Scaling Kubernetes Clusters
Introduction
All managed Kubernetes clusters (EKS, AKS, GKE) support cluster auto-scaling, aka adding more worker nodes when a node is running out of resources and cannot accommodate additional pods. The problem that stems from this approach is that in many cases it takes time to provision new nodes and move workloads to run on the new nodes. By the time this process is completed, the existing cluster is saturated and hangs up resulting in all applications getting stuck and the business is interrupted.
The optimal solution, without keeping aside standby unutilized node pools, is to detect when a worker node reaches a certain threshold before it becomes saturated, e.g. 85%, then being able to add additional nodes on time and shift work to the new nodes, without impacting the cluster performance.
Challenges with Kubernetes Scaling
Cluster auto-scaling in Kubernetes is useful when your scaling function is smoothly linear and you are able to predict the load patterns in advance.
Fig 1. presents a schematic diagram of how cluster auto-scaling is done in AWS EKS clusters.
Fig.2 presents the same mechanism on Azure AKS. We focus here on the cluster autoscaler.
But what do you do when you need to scale ad-hoc?
For example, something happens and all mobile users rush to read a certain news item. In this case, you have to scale-out at once. What happens in reality, is that your Kubernetes nodes have an overload and the cluster hangs out before it is able to add more nodes and move existing/new workload pods to the newly added nodes. And this impacts your business.
Some Web Scale companies encounter this problem, you can find a good article here.
You can solve this problem by either
- Provisioning many nodes in advance to prepare for these burst peaks, but ultimately they stay underutilized.
- Scale-out your cluster in a reasonable time and add the nodes before such an event happens. When peak time is over, scale-in and release the added worker nodes.
For the second option you need to define the following:
- A good KPI or a combination of KPIs that you constantly measure
- A good monitoring solution that can collect these KPIs
- A good policy that knows when to scale-out and when to scale-in. For example scaling-in and scaling-out each time you cross 85% of CPU load, causes fluctuation and a hysteresis effect. You have to have a cool-down window that you wait between scaling events. You can also define the scaling-in threshold lower than the scaling-out threshold, e.g. 75% CPU load.
- A workflow engine that knows what to do in case a scaling event occurs. You have to provision new nodes. This is typically done utilizing cloud provider APIs to provision new VMs with the right permissions and roles as well as other attributes and then adding them to the Kubernetes cluster.
- The scaling process should allow adding to the Kubernetes cluster a configurable number of nodes, each time a scaling event occurs.
Cloudify’s Solution
Cloudify is an open-source orchestrator which can trigger complex workflows based on defined policies. In this example, the solution is to monitor a set of KPIs and define a policy that triggers the scale-out event.

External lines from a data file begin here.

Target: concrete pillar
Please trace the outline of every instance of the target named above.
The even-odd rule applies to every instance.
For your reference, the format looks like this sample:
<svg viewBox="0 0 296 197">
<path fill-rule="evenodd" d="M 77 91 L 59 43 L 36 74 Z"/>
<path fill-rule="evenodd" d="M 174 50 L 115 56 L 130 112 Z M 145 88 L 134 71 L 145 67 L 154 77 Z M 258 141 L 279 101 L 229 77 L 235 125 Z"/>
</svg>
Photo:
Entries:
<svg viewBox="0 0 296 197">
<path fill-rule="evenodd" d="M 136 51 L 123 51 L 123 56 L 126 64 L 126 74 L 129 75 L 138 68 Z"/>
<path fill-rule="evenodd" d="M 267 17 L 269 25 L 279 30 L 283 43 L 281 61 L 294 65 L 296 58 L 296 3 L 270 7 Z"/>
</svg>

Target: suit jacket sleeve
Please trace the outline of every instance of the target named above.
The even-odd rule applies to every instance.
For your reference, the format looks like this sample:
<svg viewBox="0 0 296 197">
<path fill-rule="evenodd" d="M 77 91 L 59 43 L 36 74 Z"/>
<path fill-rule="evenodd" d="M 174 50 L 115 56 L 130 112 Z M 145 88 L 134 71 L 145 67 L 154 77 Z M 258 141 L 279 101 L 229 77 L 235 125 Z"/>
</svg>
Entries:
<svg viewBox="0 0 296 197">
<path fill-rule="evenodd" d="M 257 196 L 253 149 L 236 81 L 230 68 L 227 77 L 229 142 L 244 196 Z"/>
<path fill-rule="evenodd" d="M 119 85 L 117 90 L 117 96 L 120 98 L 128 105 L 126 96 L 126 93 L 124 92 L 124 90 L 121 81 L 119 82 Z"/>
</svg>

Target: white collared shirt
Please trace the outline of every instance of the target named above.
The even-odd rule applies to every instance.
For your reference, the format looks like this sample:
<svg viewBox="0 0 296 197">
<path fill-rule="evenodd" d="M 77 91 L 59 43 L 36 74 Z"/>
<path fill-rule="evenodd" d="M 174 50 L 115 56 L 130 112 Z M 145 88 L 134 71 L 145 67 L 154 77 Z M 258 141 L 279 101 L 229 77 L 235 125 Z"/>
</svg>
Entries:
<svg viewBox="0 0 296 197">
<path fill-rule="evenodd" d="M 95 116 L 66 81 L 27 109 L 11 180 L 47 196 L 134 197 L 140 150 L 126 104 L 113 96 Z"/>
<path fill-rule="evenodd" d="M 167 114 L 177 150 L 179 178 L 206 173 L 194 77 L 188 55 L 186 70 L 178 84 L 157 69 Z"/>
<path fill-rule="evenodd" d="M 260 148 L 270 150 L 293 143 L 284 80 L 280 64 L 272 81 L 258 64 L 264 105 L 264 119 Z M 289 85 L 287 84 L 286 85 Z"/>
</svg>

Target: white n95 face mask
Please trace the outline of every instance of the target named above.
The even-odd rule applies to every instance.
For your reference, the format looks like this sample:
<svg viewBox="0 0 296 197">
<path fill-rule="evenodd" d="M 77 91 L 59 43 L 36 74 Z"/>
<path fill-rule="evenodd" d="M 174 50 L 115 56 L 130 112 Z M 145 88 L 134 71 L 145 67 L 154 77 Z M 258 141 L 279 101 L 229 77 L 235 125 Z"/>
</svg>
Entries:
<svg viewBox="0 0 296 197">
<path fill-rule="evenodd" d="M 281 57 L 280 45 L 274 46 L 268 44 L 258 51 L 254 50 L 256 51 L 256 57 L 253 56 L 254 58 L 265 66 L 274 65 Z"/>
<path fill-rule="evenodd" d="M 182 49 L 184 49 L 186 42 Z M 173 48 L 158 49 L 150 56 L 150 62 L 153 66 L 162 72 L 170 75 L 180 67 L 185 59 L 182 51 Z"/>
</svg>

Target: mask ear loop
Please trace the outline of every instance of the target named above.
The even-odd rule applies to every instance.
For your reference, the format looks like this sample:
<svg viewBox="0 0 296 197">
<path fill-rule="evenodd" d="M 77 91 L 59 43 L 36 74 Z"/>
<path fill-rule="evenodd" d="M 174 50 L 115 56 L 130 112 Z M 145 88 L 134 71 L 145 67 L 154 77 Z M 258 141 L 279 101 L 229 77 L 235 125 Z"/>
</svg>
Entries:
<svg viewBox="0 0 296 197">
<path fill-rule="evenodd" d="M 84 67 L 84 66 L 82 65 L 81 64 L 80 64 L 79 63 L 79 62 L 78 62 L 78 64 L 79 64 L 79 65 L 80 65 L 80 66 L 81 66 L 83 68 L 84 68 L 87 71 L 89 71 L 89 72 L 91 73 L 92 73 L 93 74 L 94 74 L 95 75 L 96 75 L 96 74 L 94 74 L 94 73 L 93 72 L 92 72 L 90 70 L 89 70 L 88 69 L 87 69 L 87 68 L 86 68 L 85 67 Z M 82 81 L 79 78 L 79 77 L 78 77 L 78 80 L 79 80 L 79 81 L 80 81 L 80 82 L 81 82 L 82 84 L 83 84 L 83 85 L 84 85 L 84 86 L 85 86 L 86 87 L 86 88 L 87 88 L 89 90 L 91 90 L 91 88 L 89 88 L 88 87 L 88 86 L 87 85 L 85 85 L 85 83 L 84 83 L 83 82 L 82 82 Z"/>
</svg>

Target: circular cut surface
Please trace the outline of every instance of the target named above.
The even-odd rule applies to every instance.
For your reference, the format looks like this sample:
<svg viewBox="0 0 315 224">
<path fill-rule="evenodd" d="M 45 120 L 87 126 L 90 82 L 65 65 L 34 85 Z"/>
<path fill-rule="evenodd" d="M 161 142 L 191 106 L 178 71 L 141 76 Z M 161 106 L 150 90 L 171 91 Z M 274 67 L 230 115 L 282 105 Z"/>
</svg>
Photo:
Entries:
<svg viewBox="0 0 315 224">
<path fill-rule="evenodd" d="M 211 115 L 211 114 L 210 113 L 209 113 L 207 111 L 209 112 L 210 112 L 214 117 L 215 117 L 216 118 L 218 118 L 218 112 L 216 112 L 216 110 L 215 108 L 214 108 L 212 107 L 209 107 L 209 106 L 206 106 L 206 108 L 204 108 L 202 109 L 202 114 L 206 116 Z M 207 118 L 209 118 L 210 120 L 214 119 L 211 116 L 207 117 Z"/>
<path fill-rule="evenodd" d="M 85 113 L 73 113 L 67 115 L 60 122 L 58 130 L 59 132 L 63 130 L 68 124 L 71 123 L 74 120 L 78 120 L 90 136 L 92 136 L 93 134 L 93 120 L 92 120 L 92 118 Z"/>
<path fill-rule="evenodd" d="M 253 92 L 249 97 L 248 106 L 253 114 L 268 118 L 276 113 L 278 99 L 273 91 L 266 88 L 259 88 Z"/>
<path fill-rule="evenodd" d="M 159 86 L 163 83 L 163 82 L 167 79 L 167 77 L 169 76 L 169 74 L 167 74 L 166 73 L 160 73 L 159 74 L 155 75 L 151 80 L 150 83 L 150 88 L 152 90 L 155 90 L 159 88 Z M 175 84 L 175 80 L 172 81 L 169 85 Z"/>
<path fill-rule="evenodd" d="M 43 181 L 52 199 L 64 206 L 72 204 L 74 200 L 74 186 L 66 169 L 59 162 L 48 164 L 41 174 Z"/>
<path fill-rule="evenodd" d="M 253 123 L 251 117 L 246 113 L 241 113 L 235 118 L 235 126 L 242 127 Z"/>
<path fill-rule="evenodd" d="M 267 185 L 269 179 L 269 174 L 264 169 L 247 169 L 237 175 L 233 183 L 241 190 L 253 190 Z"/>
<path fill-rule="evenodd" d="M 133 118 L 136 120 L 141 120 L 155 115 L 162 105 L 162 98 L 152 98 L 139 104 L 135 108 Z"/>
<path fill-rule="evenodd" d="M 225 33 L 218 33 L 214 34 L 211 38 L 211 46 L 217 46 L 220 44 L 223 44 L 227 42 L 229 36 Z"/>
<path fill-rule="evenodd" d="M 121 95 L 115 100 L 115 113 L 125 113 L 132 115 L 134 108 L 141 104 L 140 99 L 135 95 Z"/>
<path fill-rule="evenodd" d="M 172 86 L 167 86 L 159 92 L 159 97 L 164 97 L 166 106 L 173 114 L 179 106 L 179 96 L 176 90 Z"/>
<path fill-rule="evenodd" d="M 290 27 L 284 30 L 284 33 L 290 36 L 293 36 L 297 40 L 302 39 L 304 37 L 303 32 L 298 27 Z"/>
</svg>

Fig. 3 presents a policy and scaling decisions that are done based on measured end-user response times. In general, scaling could be done based on any KPI, e.g. CPU load or a combination of KPIs, e.g. CPU load + End-User response times.
- Cloudify continuously monitored a given URL and measured it’s response time.
- We simulated a slow response time by defining a Flask endpoint that increased the Flask application response time. The Flask application was run on Kubernetes.
- Cloudify policy engine, which collects the KPIs realizes that the response time crossed a pre-configured threshold and triggers a scale-out workflow. Cloudify also starts a cool_down counter which doesn’t allow to scale-in before certain T-minutes elapses. This is to eliminate the hysteresis case of scaling-out and scaling-in too often to eliminate fluctuations.
Cloudify’s monitoring plugin could be found in this git repo.
4. The scale-out workflow communicates with the cloud provider APIs, allocates a configurable number of VMs, and adds them to the cluster.
5. When things are back to normal and the cool_down window time has elapsed, Cloudify policy engine will trigger a scale-in workflow to remove the extra added nodes for the peak time. Things are back to normal.
Fig. 4 shows code snippets of the scaling process and the cooldown window checking.
Summary and Conclusions
To summarize the subject, if you need a Kubernetes production system that can scale immediately for burst peaks you have to create and manage a mechanism that supports it.
There are a few options to do it and this blog presented one of them, keeping the cost relatively small and paying only for what you consume.
Of course, you can put aside a fleet of worker nodes but most of the time they will be underutilized.
Another approach that I haven’t touched here is to reduce the unit of work and move to serverless. Here, you just execute the function, but for that, you will need to make major architectural changes. You can find more on this approach in a good article published by Eitan Yanovsky from Optibus.
Last point but not least, in this blog we discussed scaling-out and scaling-in but you can add more capacity by scaling-up too. When you scale-out you can also increase the VMs sizes and scale-up at the same time, aka adding bigger nodes for the burst peak period.
More on scaling and other production-grade Kubernetes topics in the next blogs.